Как странно было ей после этого слышать продолжение детства Евгения Евгеньевича.

— В крепости благочестия, среди икон, — начал он, — встречала бабушка самый для нее страшный час суток — критический перелом времени, и, полагая, что вражда того мира активизируется в полночь и в полдень, она страдала от этих часов, в эти два часа, особенно сильно. За всю свою жизнь я не запомнил ни одного случая, который помешал бы ей этот перелом часа встретить надлежащим, то есть молитвенным образом. Она начинала свои упражнения за несколько минут до его наступления. Когда я был ещё очень мал, это диковинное зрелище вызывало во мне самое откровенное любопытство: я становился перед нею во фронт и погружался в беззастенчивое созерцание её экстаза. Она меня не замечала. После, в детской, я старался изобразить сестре это зрелище. Позднее, лет в семь, когда я стал благовоспитанным и испорченным, я уже только уголком глаза наблюдал за этими сценами. От моей наблюдательности, конечно, не скрылись её приемы, вошедшие в систему: так, например, если кто‑нибудь при ней произносил слово "черт", она мгновенно бросала любое занятие и, гневно встав, погружалась в медитацию. Когда она видела открытый графин с водой, с ней делалось нечто вроде судорог, ибо она считала, что нет такого малейшего упущения, коим бы не воспользовался враг человеческого рода… Силы для борьбы с этим потусторонним Миром она черпала в довольно частом посещении обители и охотно принимала у себя её представительниц, особенно прославившихся своими подвигами в борьбе с сатаной. В такие Дни во дворе ночевали старинные провинциальные экипажи. Эти почтенные черницы проводили в доме нашем по нескольку дней. Они никогда не ездили по железной дороге, а в особых колымагах самого странного вида — плетенные из соломы рыдваны с колёсами, иногда окрашенные в различные цвета — в зелёный, в малиновый. И лошади были странные — нечесаные, и вообще совсем какие‑то другие, чем те, с коими были связаны первые воспоминания моего детства.
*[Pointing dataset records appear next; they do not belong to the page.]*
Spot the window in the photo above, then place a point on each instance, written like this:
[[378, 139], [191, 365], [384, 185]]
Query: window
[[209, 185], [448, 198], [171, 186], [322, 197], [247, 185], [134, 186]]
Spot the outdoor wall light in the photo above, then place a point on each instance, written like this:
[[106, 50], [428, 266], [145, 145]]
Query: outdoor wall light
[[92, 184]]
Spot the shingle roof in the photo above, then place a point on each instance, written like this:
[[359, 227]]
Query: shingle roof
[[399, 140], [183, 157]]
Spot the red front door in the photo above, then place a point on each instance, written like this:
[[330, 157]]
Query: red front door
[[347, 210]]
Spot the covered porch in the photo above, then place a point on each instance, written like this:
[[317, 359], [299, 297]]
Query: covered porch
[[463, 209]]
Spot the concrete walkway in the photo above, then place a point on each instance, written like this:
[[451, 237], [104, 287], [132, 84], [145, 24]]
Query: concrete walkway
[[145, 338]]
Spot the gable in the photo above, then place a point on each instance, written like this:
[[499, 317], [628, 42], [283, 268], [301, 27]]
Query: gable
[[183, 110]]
Я ещё помню особые ящики, дорожные, откуда вынималась всякая снедь.

"Как уютно, — думает Ника, — слово за слово — и все забываешь, и ничего не надо, кроме этого детского течения жизни… Нужен мне сейчас Мориц… Нет… Но ведь это ужасно быть таким человеком, как я, таким восприимчивым, так входящим в чужую душу… какое‑то качание на волнах…"

ГЛАВА 8

СТИХИ НИКИ.

ГНЕДОЙ И ВОРОНОЙ КОНИ.

МОРИЦ НА РАБОТЕ. ИКС

— Прочтите, — сказала, проходя, Ника, — мне они нравятся!
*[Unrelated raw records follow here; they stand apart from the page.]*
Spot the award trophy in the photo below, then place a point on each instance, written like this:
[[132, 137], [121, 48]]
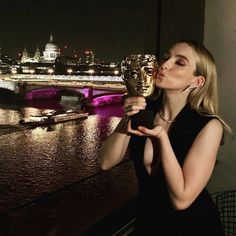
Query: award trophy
[[138, 75]]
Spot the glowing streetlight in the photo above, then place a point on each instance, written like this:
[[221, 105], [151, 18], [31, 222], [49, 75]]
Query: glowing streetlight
[[50, 71], [69, 71]]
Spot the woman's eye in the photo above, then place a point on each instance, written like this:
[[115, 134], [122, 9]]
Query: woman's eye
[[180, 63]]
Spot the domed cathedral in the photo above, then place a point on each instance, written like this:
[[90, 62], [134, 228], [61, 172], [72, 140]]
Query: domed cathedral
[[51, 51]]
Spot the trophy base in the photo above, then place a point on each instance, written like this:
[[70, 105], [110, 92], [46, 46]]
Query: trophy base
[[143, 118]]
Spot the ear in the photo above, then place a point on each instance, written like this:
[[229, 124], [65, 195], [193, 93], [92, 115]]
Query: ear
[[199, 81]]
Был час перерыва, они были одни. Стихи назывались "Смех".

Когда вы смеетесь — вся жизнь наполняется светом,
И мне невозможно понять, как другие не видят его.
И как не смолкают беседы и споры при этом
Пленительном слуху явленьи: как Диккенсово торжество
В последней главе: так легко раздвигаются стены,
В глубокой, пурпурной заре розовеют залив и Стамбул, —
То Флавиев цирк! Это солнцем пылает арена,
То Рим рукоплещет любимцу! То криков приветствия гул!
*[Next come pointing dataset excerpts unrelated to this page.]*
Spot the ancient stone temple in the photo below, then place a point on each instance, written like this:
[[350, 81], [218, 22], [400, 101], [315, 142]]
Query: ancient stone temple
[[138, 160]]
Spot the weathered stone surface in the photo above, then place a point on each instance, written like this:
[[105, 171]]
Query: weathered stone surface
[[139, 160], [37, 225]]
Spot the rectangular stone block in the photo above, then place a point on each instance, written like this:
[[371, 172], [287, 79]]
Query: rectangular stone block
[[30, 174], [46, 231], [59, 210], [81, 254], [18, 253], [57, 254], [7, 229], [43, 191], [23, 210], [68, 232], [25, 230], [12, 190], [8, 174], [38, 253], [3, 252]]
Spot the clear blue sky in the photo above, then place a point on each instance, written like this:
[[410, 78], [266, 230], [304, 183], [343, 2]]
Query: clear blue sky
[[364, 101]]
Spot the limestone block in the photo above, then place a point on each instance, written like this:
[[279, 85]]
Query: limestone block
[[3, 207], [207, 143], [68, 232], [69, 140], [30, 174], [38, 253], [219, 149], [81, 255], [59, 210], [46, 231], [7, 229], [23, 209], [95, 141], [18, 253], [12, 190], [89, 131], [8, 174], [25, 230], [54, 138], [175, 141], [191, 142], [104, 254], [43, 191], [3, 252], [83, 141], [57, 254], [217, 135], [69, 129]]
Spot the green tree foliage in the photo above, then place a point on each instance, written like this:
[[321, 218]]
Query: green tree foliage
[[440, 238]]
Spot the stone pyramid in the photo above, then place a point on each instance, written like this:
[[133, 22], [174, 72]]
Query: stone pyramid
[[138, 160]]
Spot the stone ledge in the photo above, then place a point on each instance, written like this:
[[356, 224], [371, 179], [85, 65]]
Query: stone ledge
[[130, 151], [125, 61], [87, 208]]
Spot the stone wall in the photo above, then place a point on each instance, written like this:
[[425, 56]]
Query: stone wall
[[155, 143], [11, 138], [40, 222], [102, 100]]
— И размер — и образы — все очень, как Горький говорил, "спето", — сказал Мориц, возвращая листок, — только, мне кажется, к Риму — Титу — цирку Флавия совсем ни к чему — Стамбул!

— Вы, может быть, правы, — ответила Ника, — даже наверное, — но почему мне сперва привиделся Константинополь, не знаю. Но думаю, может быть, и не зря: подсознание искало каких‑то корней, ваших, и…

— Но, простите, хоть турков нет в моей родословной, — не совсем рассмеялся Мориц, — кажется, хватит французов, цыган и поляков…

"А румын — почему не назвал, — подумала и смолчала Ника. — Но французов назвал первыми — знаменательно! Все, что чуждо мне в нем, — именно от французов — эти поверх ностность, блеск. (И — холод?)".